With respect to the advanced testing requirements based on Article 26, DORA introduces a comprehensive and mandatory testing framework for designated financial entities, which is based on the current TIBER-EU framework. The details on the TLPT framework are currently still under development based on the ESA policy mandate according to Article 26(11) of DORA and the corresponding Regulatory Technical Standards (RTS). The RTS on TLPT were under consultation until 4 March 2024 (see DORA related Delegated Regulations and Guidelines).

The TIBER-LU framework may need to be slightly adapted considering the future final RTS on TLPT.

For additional information related to TIBER-LU, please consult the ICT Risk page on TIBER-LU.

Besides the requirements of the DORA Level 1 text, DORA further contains a wide range of policy mandates for the three European Supervisory Authorities (ESAs), namely the European Securities and Markets Authority (ESMA), the European Banking Authority (EBA) and the European Insurance and Occupational Pensions Authority (EIOPA). The lists of mandates and their current status are listed below.

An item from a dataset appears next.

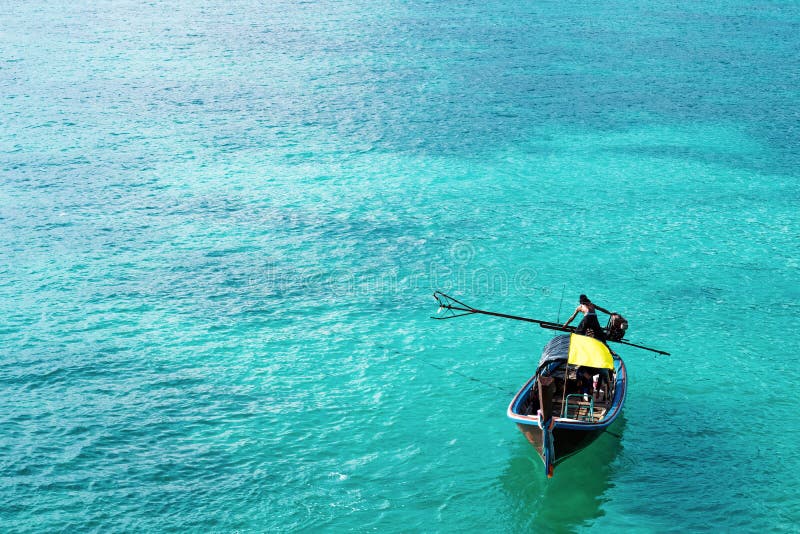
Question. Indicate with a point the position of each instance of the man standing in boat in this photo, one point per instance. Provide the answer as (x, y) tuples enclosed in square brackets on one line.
[(589, 325)]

• Commission Delegated Regulation supplementing Regulation (EU) 2022/2554 by determining the amount of the oversight fees to be charged by the Lead Overseer to critical ICT third-party service providers and the way in which those fees are to be paid;
• Commission Delegated Regulation supplementing Regulation (EU) 2022/2554 by specifying the criteria for the designation of ICT third-party service providers as critical for financial entities;
• Commission Delegated Regulation supplementing Regulation (EU) 2022/2554 with regard to regulatory technical standards specifying the criteria for the classification of ICT-related incidents and cyber threats, setting out materiality thresholds and specifying the details of reports of major incidents;
• Commission Delegated Regulation supplementing Regulation (EU) 2022/2554 with regard to regulatory technical standards specifying the detailed content of the policy regarding contractual arrangements on the use of ICT services supporting critical or important functions provided by ICT third-party service providers;
• Commission Delegated Regulation supplementing Regulation (EU) 2022/2554 with regard to regulatory technical standards specifying ICT risk management tools, methods, processes, and policies and the simplified ICT risk management framework.

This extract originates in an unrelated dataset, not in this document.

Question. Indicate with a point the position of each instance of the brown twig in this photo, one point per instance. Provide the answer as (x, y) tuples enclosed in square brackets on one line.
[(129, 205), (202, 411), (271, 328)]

Next step: Adoption by the European Parliament and the Council and publication in the Official Journal.

• Implementing Technical Standards (ITS) to establish the templates for the register of information (Article 28(9) of DORA)

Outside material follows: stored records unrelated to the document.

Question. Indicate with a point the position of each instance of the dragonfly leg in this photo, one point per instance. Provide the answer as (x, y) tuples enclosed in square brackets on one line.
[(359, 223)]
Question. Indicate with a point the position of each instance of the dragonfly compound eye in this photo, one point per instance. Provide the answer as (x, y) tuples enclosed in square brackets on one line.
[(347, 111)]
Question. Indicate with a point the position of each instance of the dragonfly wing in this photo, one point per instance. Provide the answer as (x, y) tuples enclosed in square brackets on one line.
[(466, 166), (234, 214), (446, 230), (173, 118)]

• RTS and ITS on content, timelines and templates on incident reporting (Article 20 (a) and (b) of DORA);
• Guidelines (GL) on aggregated costs and losses from major incidents;
• RTS on subcontracting of critical or important functions (Article 30(5) of DORA);
• RTS on oversight harmonisation (Article 41 of DORA);
• GL on oversight cooperation between ESAs and competent authorities (Article32(7) of DORA);
• RTS on threat-led penetration testing (TLPT) (Article 26(11) of DORA).

Next steps:

• Review of the comments received in the consultation phase and finalisation of the draft RTS and ITS by the ESAs;
• Publication of the final reports on the draft RTS and ITS by 17 July 2024;
• Review and adoption of the delegated regulations by the European Commission;
• Adoption by the European Parliament and the Council and publication in the Official Journal.

The CSSF regularly keeps in touch with professional associations and regularly exchanges with financial entities in Luxembourg during various events.